According to Bielski, Tracxn’s 2021 report on investment in construction tech noted robust investment from 2019-2020. That investment has resulted in the sector moving away from using “an uncontrolled, fragmented and unstructured process, towards a fully visible, streamlined and digital one.”
Research firm McKinsey has also noted the growth in construction tech investing, predicting that the industry will accelerate technology adoption and “will continue its transformation from a highly complex, fragmented, and project-based industry to a more standardized, consolidated, and integrated one.”
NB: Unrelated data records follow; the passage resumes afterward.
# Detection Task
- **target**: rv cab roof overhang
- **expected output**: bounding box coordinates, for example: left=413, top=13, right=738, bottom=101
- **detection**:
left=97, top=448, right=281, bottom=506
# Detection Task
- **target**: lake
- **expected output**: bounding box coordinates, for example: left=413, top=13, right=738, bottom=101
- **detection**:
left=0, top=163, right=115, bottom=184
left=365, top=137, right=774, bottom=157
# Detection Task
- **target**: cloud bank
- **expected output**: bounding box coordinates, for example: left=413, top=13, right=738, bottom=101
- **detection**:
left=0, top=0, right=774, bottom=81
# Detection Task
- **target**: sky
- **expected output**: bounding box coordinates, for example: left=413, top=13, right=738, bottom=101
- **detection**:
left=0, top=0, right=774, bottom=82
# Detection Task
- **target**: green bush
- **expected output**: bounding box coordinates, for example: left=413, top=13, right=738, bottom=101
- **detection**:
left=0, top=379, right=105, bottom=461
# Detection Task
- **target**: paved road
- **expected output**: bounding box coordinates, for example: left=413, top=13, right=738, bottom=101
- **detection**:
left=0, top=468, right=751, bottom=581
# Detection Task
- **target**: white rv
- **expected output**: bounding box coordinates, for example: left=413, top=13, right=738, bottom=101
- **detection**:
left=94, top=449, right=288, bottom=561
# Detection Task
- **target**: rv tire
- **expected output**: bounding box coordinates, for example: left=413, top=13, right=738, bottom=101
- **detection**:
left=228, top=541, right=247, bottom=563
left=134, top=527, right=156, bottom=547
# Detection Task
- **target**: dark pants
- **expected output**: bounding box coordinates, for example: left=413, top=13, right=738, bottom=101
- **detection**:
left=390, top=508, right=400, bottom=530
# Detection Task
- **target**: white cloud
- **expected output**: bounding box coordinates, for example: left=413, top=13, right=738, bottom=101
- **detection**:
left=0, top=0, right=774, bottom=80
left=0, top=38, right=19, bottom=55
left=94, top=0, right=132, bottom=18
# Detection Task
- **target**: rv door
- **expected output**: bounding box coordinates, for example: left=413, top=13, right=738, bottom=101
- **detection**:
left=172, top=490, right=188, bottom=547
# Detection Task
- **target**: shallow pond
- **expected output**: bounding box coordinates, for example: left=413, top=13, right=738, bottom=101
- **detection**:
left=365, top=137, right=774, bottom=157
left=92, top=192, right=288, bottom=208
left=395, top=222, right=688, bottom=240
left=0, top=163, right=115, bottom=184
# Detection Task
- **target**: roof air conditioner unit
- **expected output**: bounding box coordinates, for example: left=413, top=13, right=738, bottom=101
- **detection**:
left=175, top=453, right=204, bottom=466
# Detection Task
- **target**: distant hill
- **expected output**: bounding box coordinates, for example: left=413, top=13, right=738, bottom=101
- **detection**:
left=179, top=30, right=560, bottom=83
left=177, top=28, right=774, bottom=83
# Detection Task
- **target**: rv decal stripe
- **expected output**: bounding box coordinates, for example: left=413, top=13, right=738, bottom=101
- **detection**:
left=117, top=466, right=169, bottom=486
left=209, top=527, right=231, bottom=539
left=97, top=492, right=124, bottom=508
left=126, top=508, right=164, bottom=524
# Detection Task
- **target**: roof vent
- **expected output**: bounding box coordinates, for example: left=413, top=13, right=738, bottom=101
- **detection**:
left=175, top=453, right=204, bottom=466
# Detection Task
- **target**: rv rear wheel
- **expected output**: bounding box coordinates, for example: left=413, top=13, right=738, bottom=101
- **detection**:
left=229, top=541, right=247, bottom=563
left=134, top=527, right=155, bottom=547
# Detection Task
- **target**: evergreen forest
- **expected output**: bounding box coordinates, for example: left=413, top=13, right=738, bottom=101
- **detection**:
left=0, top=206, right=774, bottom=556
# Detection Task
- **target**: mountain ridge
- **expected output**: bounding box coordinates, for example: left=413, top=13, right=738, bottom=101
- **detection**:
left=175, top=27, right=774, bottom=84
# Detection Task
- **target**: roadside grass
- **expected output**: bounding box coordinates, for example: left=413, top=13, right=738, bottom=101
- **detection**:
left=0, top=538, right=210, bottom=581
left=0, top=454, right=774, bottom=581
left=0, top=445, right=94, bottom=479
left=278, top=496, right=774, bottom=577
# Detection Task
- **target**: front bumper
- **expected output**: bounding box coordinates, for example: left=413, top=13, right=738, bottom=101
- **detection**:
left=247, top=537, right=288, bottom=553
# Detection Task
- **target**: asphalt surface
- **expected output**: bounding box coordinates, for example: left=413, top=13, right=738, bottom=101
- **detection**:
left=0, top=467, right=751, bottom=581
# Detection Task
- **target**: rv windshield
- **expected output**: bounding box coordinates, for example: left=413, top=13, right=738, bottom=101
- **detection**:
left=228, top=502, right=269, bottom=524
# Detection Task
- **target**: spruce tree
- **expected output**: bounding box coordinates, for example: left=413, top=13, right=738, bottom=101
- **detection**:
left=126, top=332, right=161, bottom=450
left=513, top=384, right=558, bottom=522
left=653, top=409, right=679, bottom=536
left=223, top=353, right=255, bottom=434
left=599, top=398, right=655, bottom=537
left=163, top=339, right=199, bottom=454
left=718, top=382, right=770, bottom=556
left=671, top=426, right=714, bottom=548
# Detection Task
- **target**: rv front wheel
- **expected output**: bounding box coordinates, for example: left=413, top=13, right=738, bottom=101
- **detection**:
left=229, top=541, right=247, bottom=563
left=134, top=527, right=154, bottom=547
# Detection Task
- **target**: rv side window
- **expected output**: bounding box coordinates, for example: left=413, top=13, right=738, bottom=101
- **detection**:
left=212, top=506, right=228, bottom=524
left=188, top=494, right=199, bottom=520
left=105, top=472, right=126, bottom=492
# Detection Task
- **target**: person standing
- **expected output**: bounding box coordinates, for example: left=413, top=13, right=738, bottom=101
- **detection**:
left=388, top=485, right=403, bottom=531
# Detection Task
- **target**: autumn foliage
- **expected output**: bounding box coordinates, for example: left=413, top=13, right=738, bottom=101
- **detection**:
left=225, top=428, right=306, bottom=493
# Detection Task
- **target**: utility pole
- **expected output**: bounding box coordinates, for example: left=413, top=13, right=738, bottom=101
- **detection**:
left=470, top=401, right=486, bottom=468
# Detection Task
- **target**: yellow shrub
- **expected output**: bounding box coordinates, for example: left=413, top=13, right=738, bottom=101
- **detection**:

The reach of technology in the sector is both broad and deep, and will affect all levels from labor to investors. McKinsey sees heavy adoption of technology in four distinct areas: “3-D printing, modularization, and robotics; digital-twin technology; artificial intelligence (AI) and analytics; and supply-chain optimization and marketplaces.”
We’ve seen this movie before, and it goes something like this: a few major firms will provide platform solutions, while multiple firms will offer point solutions that offer varying degrees of integration with other tools. McKinsey predicts that both will be viable for some time, as the market is now heavily fragmented. Bielski noted that more than half of startups solve for only one or two use cases, meaning that startups have a lot of room to maneuver in finding their profitable niche and wrestling users from competitors. Investors will fund small innovators and many of those will eventually be acquired by the larger firms and merged into their platforms.
Whether or not this all evolves into a perfect storm for venture capital investing in construction technology remains to be seen. That said, one-off events like the pandemic combined with recent trends like increased levels of investing are reasons for optimism.